I don’t think that we need a specific version of OpenGL for games, I just think that the current situation isn’t bad for everyone and evolving with some continuity is good even for the gaming industry. I prefer thinking about “approaching zero driver overhead” than paying attention to Mantle.

I get that you don’t think it’s worth higher hardware requirements, but you’re really not speaking for everyone. The primary reason I targeted OGL3 for We Shall Wake is performance. The only OpenGL 4 features I take advantage of if they’re available are performance or memory optimizations. By limiting the game to newer hardware I reduce the performance requirements of the game. Also, we do have modelers so our game will actually look good if we use expensive shaders and postprocessing.

The pollution argument is ridiculous. Why would you encourage people to waste energy on drawing pretty triangles at all if you care so much about pollution. Newer hardware is more energy efficient.

Finally, I couldn’t care less about if OpenGL is good enough for other applications, or even for you. It’s not good enough for me, and I’m sure a lot of game developers would agree. It’d be extremely naive for me to think that you or the CAD industry will care about what I want. This is a game developing forum. If WE don’t even say what we want, no one else is gonna do it for us.

Julien has some unorthodox views on the preservation of landfill hardware. My personal take on it is that if we didn’t die the world would be full of old grumpy bastards like me and no room for the young 'uns to flourish, and thus it should be with all the fruits of our endeavours. Obsolescence is critical to advancement.

I would like an OpenGL API with everything old thrown out apart from the absolute latest cutting edge features. And I’d like that API to be built on a client-installable redistributable front end, and with all the common functionality between vendors eg. GLSL compiler moved into that layer.

And then I’d like someone to write a Java 3D library that can compete with UDK4 or Unity 5 based on it.

Cas :slight_smile:

I speak mainly for myself first but sometimes even some software editors share my concerns when they have to support very old hardware and most OpenGL experts I met in my life who work in scientific visualization aren’t fond of Direct3D because of what you claim to be the way to go, dropping tons of features even though it breaks compatibility.

However, I wrote “I know that almost nobody agrees with me about that here but I prefer fighting against planned obsolescence”, I know that when it becomes clearly political, almost nobody agrees with me and I’m fine with that.

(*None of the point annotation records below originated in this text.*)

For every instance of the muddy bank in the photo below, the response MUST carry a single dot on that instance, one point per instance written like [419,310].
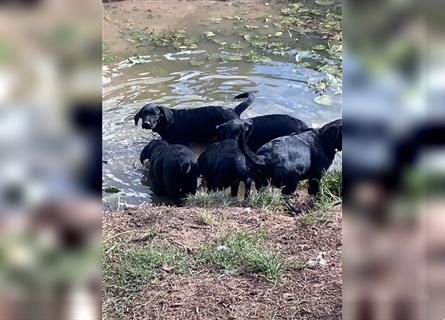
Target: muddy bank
[310,286]
[159,16]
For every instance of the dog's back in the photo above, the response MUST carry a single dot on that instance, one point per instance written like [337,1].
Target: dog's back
[268,127]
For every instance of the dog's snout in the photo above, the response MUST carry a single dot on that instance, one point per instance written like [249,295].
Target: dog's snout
[146,125]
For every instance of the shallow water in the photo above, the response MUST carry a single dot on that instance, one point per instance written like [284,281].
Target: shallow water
[171,78]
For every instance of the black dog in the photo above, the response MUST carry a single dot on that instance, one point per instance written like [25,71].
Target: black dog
[300,156]
[268,127]
[224,164]
[185,126]
[173,169]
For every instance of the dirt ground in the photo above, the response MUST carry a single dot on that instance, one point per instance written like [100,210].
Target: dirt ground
[306,293]
[168,15]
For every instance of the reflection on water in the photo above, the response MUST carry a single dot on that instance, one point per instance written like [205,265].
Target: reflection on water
[169,79]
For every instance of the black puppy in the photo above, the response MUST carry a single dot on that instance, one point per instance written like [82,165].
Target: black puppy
[184,126]
[173,169]
[300,156]
[227,162]
[268,127]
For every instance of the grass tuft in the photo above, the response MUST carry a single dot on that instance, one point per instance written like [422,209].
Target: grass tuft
[206,218]
[267,198]
[128,269]
[298,264]
[243,250]
[330,190]
[313,217]
[210,199]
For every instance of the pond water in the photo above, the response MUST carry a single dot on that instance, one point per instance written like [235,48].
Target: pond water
[174,79]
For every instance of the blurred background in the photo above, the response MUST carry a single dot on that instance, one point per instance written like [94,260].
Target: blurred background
[394,160]
[50,159]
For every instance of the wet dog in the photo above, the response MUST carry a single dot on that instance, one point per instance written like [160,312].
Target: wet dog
[173,169]
[268,127]
[185,126]
[227,162]
[300,156]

Yes, I understand your position and it’s great to read your advises as you explore some things that I’ll have to use one day, especially when it deals with VBOs. Riven’s posts were very useful too.

I don’t want to force people to renew their hardware when it isn’t absolutely necessary. Newer hardware isn’t always more energy efficient, video games machines have become less energy efficient except those made by Nintendo. There are several aspects to take into account about pollution including energy consumption, energy production and the production of the hardware that consumes this produced energy. Columbite–tantalite (coltan) is used to manufacture tantalum capacitors in many electronic devices and its extraction pollutes some rivers and lakes (and I don’t speak about the ethics of mining in DRC :frowning: ) … What is ridiculous?

I don’t claim that OpenGL shouldn’t evolve, I say that it shouldn’t evolve by taking Direct3D and Microsoft APIs as examples and manufacturers can still make tons of optimizations in forward compatible profiles, what’s wrong with that? Isn’t it enough to satisfy everyone?